Küçüklüğümden beri yaşlı büyüklerimizin sohbetlerini sever, zevkle dinlerdim. Hayretime mucip, memleketin her yerinde bulunan ihtiyarlarımız, lisanları, renkleri, örf ve adetleri ayrı da olsa, ortaklaşa bir birliktelikleri var, aynı duygu ve aynı düşünceyi bir sözle ifade ederler. Onlar… Heyecanla! ‘ah nerede o eski zamanlar?’diye büyük bir özlemle söylerler. Acaba, ihtiyarlarımız arzu ettikleri ilgi ve alakayı görmediklerinden mi? Veya ihtiyarlığın verdiği bedeni marazların sıkıntılarından mı? Her nedense yaptıkları serzenişle, gençlik zamanları ile alakadar olmaya başlarlar.

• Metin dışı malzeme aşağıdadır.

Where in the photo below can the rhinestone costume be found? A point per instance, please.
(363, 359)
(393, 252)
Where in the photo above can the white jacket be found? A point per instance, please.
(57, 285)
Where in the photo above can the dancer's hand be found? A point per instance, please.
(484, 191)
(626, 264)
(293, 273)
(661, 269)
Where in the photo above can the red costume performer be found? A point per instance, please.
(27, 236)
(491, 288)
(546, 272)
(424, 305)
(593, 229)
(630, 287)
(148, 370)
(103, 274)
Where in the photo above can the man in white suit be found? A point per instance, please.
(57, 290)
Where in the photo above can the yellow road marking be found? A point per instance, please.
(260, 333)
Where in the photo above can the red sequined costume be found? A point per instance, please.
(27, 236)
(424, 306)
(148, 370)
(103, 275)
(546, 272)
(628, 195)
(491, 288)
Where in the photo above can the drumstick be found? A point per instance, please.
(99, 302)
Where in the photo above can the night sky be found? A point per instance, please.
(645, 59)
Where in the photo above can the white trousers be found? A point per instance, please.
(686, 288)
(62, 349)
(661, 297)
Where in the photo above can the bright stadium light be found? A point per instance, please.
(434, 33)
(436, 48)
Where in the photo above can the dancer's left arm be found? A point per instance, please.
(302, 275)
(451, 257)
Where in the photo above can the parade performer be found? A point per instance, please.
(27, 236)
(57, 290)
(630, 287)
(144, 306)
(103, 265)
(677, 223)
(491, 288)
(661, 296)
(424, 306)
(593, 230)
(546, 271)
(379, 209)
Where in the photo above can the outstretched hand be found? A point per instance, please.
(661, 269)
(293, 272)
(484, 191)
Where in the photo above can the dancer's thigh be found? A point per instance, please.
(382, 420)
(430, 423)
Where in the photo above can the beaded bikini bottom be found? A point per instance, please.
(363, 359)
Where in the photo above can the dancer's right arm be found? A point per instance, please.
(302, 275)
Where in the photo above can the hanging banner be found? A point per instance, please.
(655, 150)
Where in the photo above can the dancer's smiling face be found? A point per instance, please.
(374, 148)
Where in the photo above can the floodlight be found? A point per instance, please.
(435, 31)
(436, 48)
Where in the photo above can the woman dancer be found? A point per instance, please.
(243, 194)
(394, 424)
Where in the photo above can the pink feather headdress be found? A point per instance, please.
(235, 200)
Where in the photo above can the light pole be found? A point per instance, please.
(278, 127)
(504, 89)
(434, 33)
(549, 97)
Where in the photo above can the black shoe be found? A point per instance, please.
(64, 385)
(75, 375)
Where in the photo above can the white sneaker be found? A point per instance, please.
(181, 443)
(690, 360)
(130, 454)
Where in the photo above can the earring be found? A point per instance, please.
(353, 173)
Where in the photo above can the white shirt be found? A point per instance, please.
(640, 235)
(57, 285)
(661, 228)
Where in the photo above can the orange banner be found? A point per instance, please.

Hane! Gençliğimde böyleydim, şöyleydim, bunu yaptım, şunu yaptım, gençlikte yaptıklarını bugün yapamayınca, ihtiyarlığın bıraktığı eziyet ve ızdırapları bir nevi gençliğe şikâyette bulunuyorlar. Onun için ‘’Ah nerede o eski zamanlar.’’ Bir şair de: ” Keşki gençliğim bir gün dönseydi, ihtiyarlık benim başıma ne kadar hazin haller getirdiğini ona şekva edip söyleyecektim. Demiş.”1

Oysa ihtiyarlarımız her zaman asayişin, barışın ve huzurun teminatı, geleceğe ışık tutan, saygı değer birer canlı tarihtirler. Mürur-u zamanla imkânlar, şartlar değişebilir. Değişmeyen tek bir şey var, o da bir milletin mukaddesatı,  asaleti, büyüklerine saygı, örf ve âdetidir. Tarih şahittir: Ne zaman ki: Bir millet dininden taviz vermişse, örf ve adetlerinden ve aile büyüklerinden uzaklaşmışsa o zaman gerilemiş ve zarar görmüştür. Yıllar boyunca sosyal ve içtimai hayatımızda, daima arkamızda birer çınar ağacı gibi ayakta duran, haslet dolu yaşlı büyüklerimiz; gençlerinden, aile, akraba ve aşiretinden, hatta köy ve mahallesinden mesul, asayiş ve huzurun temini ve teminatı olmuşlardır. Olayların tedbir ve önlemini önceden alan bu kanaat önderlerimiz, büyüklük ve reisliklerini böylece göstermişlerdir. İşte büyüklükte, reislikte bu olsa gerek,

Her bir olayın neticesinde arzu edilemeyen hadiseler olabilir, vaki olan bir hadisenin önüne geçme yolları da diyalog, uzlaşma, maslahat ve müzakeredir. Maslahat yapılmadığı müddetçe risk daha da artar. Maslahat, uzlaşı ve hoşgörü büyüklüğün ve erdemliğin şe’nidir. Onun için büyüklerimiz bu hoşgörüyü daima önemsemiş ve alakadar olmuşlardır. Bugün yaşadığımız bunca olumsuzluklardan acaba büyüklerimiz haberdar olmamışlar mı? Nereye gidecek? Artık yeter… Millet olarak tahammül edilmez hale gelinmiş, Adamın biri, doktora gider, Doktor bey, ‘’Hanımın kulakları sağır olmuş’’der. Doktor da: ‘’ Onun sağırlık oranı tespit etmek lazım, fasıla, fasıla hanımla konuş, hangi mesafede ses ona giderse onu tespit et.’’der. Adamcağız: önce 5 metrede seslenir ‘’hanım akşam yemeği nedir’’ ses gitmez, 3 metre, 2 metre, derken bir metre kala hanım bağırır.’’bey efendi: Tam beş seferdir, sana demedim mi? Yemek, Kuru fasulyedir.’’ Meğerse, bey sağırmış. Evet, ağlayan annelerin sesleri Arş-i aladakiler bile duymuşlar. Acaba; Ferş-i aladakiler!  Siz de duydunuz mu?.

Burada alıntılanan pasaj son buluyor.